なお収入証明書として認められているのは、一般に以下のような書類です(カード会社によって異なる)。

  • 給与所得の源泉徴収票
  • 給与の支払明細書(直近2ヵ月分)
  • 確定申告書第一表
  • 納税通知書
  • 所得証明書
  • 年金証書

追加書類の提出を求められた場合は審査に通る可能性が高いのですが(ダメな場合は即落ちるので)、通常よりも時間がかかることにご注意ください。

本人確認の電話がかかる場合もある

また全てではありませんが、申込直後に本人確認の電話(在籍確認)がかかってくる場合もあります。

これは第三者による悪用を防ぐ目的や、連絡先電話番号の確認も兼ねています。またカード会社が申込書について何か確認したいことがあるかもしれないので、これを終えないと審査は前へ進みません。

申込後からカード発行までは、カード会社からの着信にもご注意ください。

スコアに加えてカード利用実績も大きく物を言う

クレジットカード審査は、スコアリングだけで決まる訳ではないということが分かりました。

またそれぞれのカード会社が独自のスコア基準を持っており、1枚のカードの審査にスムーズに通ったからといって、別のカードでも同じとは言い切れません。

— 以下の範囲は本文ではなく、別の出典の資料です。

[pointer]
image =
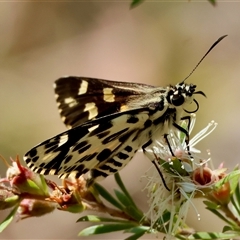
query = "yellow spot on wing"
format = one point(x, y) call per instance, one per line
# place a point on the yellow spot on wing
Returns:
point(83, 88)
point(92, 110)
point(123, 108)
point(71, 102)
point(108, 96)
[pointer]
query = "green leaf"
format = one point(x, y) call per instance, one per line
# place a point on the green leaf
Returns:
point(235, 200)
point(44, 186)
point(123, 198)
point(135, 213)
point(105, 228)
point(135, 3)
point(107, 196)
point(130, 209)
point(212, 235)
point(237, 193)
point(93, 218)
point(228, 228)
point(138, 232)
point(164, 218)
point(213, 2)
point(211, 205)
point(220, 216)
point(122, 187)
point(8, 219)
point(9, 202)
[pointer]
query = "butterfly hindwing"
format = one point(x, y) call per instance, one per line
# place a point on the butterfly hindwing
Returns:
point(102, 145)
point(81, 99)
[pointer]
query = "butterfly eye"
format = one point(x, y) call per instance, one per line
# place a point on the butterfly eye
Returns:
point(177, 99)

しかし一般的には2枚目、3枚目のクレジットカードを作る際には、スコアだけでなく利用中のカードの利用実績も大いに影響します。以下のように理想的な実績を持つ人は、1枚目の時よりもずっと審査に通りやすいでしょう。

  • 期日を守り延滞がない
  • 利用額が多い

良い実績はスコアリング同様、利用枠の増額やよりステータスの高いクレジットカードへの入会も可能にしてくれます。

スコアリングの基準は年月と共に変化する!

それにクレジットカードスコアリングは固定されたものではなく、常に変化するものです。

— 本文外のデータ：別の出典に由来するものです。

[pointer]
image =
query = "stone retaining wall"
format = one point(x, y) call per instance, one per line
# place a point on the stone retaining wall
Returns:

審査の精度を増すため、また状況の変化に対応するために、年に何度かはスコアリングシステムの見直しが行われているのです。

大幅な変更ではないのですが、長年の間にはクレジットカードの審査基準が前より緩くなったり、またその反対に厳しくなったりすることもあるでしょう。

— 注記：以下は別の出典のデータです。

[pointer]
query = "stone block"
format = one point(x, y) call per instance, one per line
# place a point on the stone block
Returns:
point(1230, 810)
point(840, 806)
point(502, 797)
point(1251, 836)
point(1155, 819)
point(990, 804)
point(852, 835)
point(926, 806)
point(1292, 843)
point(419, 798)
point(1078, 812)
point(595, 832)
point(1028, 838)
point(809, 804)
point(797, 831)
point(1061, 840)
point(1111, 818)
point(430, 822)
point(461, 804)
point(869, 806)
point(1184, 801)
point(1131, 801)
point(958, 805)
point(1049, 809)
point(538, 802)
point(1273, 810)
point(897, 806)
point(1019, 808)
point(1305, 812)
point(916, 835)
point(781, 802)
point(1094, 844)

クレジットカードのサービス内容やポイント還元率が変更されることは珍しくありませんが、審査基準もちょっとずつ変化しているんですね。

クレジットカードスコアリングは審査の第一段階としてとても重要です

クレジットカードスコアリングとは申込書を元に行われる採点システムのことで、コンピューターによる自動与信です。迅速で公平ですが、カード会社によって結果には若干の差が生じます。

必要に応じて人力による審査も行われますが、クレジットカードスコアリングは審査の第一関門としてとても重要なものです。

申込書で入力したことにどのくらいのスコアがつくのかを知っていれば、審査を受ける時にきっと役立つでしょう。